Alle übrigen Details – die herrliche Adler-Kühlerfigur, die Kühlermaske, die Scheinwerfer und Stoßstangen – waren ansonsten bei beiden Typen identisch. So recht verständlich ist das nicht, denn auch im Rahmen eines Baukastenprogramms wäre es leicht gewesen, die teuren Sechszylinder von den Vierzylindern optisch abzugrenzen.

Auf diese Idee kam Adler erst Anfang der 1930er Jahre, als die prestigeträchtige Zylinderzahl mit einer „6“ auf der Verbindungsstange zwischen den Scheinwerfern hervorgehoben wurde. Beim Favorit wurde auf diese Angabe dagegen verzichtet.

Werfen wir noch einen Blick auf die Seitenpartie des Adler Standard 6 Tourers:

Adler_Standard_6_Tourenwagen_Seitenpartie Interessant ist hier vor allem, dass beide Türen vorne angeschlagen sind, also keine „Selbstmördertüren“ sind, wie sie teilweise noch bis in die 1950er Jahre verbaut wurden.

Im Fall der hinteren Tür kann man sich allerdings vorstellen, dass eine hinten angeschlagene Ausführung den Einstieg erleichtert hätte, da das Schutzblech weit nach vorne ragt. Das Bild eines Adler Standard 6 Tourenwagens der Vorserie in Werner Oswalds Standardwerk „Adler-Automobile 1900-1945“ zeigt solch eine Lösung.

Typisch für die Zeit ist die Montage des Reservekanisters auf dem Trittbrett. Vielleicht kennt ein Leser die Beweggründe für die eigentümliche Dreiecksform, die sehr verbreitet war.

Schön zu sehen ist der geringe Platzbedarf des Verdecks. Im Unterschied zu den gefütterten Verdecks von Cabriolets verfügten Tourenwagen nur über eine einfache Plane, die lediglich begrenzten Wetterschutz bot.

Verwiesen sei nicht zuletzt auf den Fahrtrichtungsanzeiger am Frontscheibenrahmen und den Suchscheinwerfer mit Rückspiegel auf der Fahrerseite. Übrigens war das Lenkrad im Unterschied zum Vorgängermodell Adler 6/25 PS auf die linke Seite gewandert

Auch in solchen Details offenbart sich die moderne Konzeption des Adler Standard 6. Die eigentlichen Innovationen waren freilich von außen kaum sichtbar: hydraulische Bremsen und – bei der Limousine – eine Ganzstahlkarosserie ohne Holzgerüst.

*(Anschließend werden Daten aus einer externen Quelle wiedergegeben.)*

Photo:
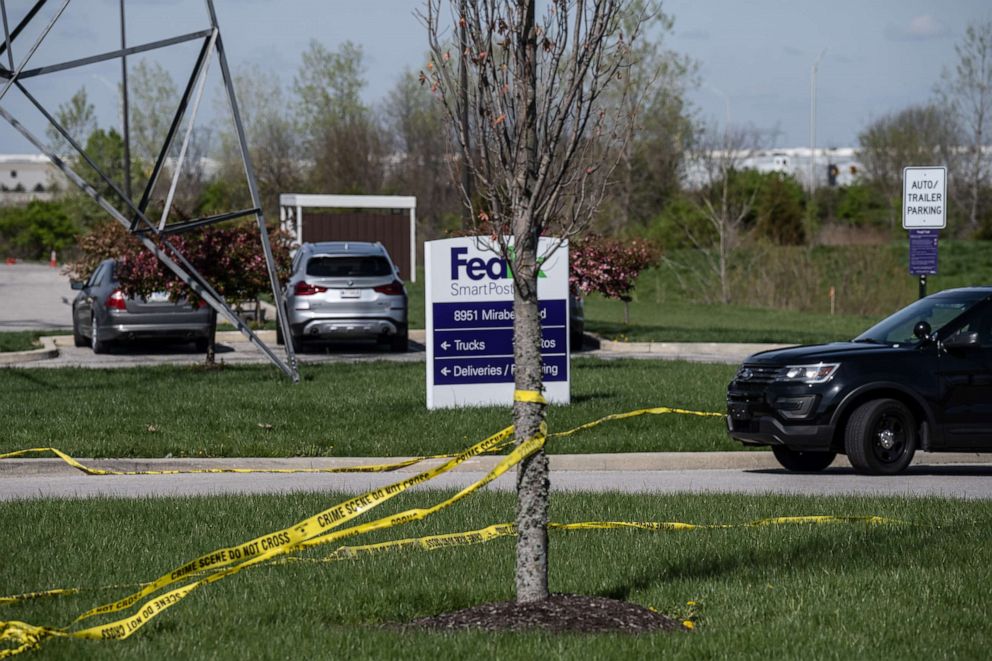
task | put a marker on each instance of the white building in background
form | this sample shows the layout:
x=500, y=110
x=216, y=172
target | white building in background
x=25, y=177
x=836, y=167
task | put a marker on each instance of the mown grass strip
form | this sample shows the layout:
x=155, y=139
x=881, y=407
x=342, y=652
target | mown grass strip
x=770, y=592
x=365, y=410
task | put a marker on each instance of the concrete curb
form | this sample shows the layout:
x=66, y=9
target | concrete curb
x=48, y=350
x=620, y=462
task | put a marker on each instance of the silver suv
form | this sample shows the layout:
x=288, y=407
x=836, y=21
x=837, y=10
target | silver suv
x=346, y=290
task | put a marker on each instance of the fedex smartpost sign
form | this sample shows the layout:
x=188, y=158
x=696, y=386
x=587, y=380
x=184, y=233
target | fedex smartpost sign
x=469, y=311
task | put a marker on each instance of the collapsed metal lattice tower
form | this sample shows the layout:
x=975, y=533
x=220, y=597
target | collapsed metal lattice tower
x=154, y=235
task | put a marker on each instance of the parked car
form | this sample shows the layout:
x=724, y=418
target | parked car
x=346, y=290
x=920, y=379
x=102, y=314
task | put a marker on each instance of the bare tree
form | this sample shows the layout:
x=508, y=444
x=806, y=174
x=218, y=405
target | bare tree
x=540, y=124
x=654, y=90
x=967, y=93
x=723, y=197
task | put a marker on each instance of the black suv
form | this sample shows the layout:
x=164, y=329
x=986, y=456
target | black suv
x=920, y=379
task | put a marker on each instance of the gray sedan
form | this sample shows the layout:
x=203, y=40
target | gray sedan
x=102, y=314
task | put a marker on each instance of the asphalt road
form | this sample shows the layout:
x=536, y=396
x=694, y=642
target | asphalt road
x=969, y=481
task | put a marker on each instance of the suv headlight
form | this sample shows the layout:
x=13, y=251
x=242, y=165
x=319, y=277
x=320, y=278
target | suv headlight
x=818, y=373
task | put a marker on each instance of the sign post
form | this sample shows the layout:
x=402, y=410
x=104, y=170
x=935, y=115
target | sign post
x=469, y=310
x=924, y=214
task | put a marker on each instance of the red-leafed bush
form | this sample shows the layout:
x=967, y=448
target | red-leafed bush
x=608, y=266
x=230, y=258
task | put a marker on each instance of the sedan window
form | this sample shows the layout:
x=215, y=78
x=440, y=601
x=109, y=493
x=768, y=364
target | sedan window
x=348, y=267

Beides war allerdings kein Verdienst der Adlerwerke – man schaffte damit lediglich den Anschluss an die damals technisch wie formal führende amerikanische Autoindustrie.

Über Aufnahmeort und -zeitpunkt wissen wir nichts Genaues. Das Kürzel „IC“ verweist lediglich auf eine Zulassung in Ostpreussen. Der erkennbar gebrauchte Zustand des Wagens (linker Vorderkotflügel) lässt auf eine Entstehung des Fotos um 1930 schließen.

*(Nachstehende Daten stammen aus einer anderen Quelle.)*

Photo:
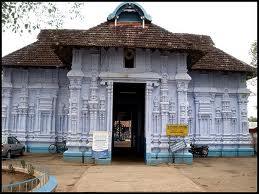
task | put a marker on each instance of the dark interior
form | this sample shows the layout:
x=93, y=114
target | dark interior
x=128, y=142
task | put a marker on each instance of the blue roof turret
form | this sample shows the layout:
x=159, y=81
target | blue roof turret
x=129, y=11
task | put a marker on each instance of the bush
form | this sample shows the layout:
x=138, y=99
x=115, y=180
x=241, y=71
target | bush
x=11, y=168
x=30, y=169
x=23, y=163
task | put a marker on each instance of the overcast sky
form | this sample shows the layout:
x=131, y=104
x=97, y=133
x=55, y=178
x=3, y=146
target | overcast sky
x=231, y=25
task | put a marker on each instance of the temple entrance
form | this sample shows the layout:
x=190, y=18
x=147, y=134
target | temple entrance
x=128, y=142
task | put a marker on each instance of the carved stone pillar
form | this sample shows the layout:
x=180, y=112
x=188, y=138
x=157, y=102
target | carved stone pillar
x=7, y=99
x=93, y=107
x=156, y=126
x=23, y=110
x=244, y=136
x=109, y=111
x=148, y=116
x=164, y=104
x=75, y=77
x=102, y=113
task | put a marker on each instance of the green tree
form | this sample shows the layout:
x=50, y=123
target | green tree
x=253, y=53
x=20, y=17
x=252, y=119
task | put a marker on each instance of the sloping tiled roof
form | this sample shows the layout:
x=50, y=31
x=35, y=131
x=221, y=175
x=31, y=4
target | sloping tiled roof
x=130, y=35
x=47, y=51
x=38, y=53
x=217, y=59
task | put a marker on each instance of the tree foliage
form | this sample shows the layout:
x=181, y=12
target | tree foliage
x=253, y=53
x=20, y=17
x=252, y=119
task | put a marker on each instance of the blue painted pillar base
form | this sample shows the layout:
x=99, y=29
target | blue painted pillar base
x=163, y=158
x=88, y=158
x=71, y=156
x=37, y=148
x=231, y=152
x=245, y=152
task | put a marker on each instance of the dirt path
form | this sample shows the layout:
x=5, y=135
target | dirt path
x=223, y=174
x=209, y=174
x=115, y=178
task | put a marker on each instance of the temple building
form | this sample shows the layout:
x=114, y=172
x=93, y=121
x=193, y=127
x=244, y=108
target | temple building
x=129, y=77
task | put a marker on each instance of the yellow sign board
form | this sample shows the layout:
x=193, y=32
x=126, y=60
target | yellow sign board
x=176, y=130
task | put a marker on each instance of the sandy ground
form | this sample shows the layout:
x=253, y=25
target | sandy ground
x=205, y=174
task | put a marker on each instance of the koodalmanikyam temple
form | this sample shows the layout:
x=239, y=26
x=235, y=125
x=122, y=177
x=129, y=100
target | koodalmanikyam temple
x=114, y=89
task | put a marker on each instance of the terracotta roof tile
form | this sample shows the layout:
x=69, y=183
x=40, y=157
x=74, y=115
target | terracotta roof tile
x=200, y=47
x=36, y=54
x=217, y=59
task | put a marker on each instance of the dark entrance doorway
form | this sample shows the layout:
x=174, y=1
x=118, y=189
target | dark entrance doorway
x=128, y=122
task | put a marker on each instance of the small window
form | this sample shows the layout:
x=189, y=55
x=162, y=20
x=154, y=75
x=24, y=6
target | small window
x=129, y=56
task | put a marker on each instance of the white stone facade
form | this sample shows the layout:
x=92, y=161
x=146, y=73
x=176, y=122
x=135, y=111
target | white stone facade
x=39, y=105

Adler „Primus“ von 1932: Zivilwagen im 2. Weltkrieg

Anfang der 1930er Jahre zählte zu den soliden und für damalige Verhältnisse ordentlich motorisierten deutschen PKW der Mittelklasse der Adler Primus. Mit seinem 32 PS starken 1,5 Liter-Vierzylinder war er dem Hanomag Rekord vergleichbar und den populären Zweitaktmodellen von DKW in jeder Hinsicht überlegen.

Von dem nur 1932 gebauten Adler Primus mit Flachkühler wurde hier bereits ein Exemplar vorgestellt, das noch um 1960 in der damaligen DDR existierte. Nun soll ein weiterer Wagen vorgestellt werden, der im 2. Weltkrieg als Zivilfahrzeug lief:

Adler_Primus_Tarnbeleuchtung_1932_Galerie

© Adler Primus von 1932; Originalfoto aus Sammlung Michael Schlenger

Das Adler-Emblem auf dem Kühler lässt keinen Interpretationsspielraum, auch die übrigen Details passen zum „Primus“ des ersten Modelljahrs. Die Tarnüberzüge über den Scheinwerfern lassen auf eine Aufnahme zu Kriegszeiten schließen.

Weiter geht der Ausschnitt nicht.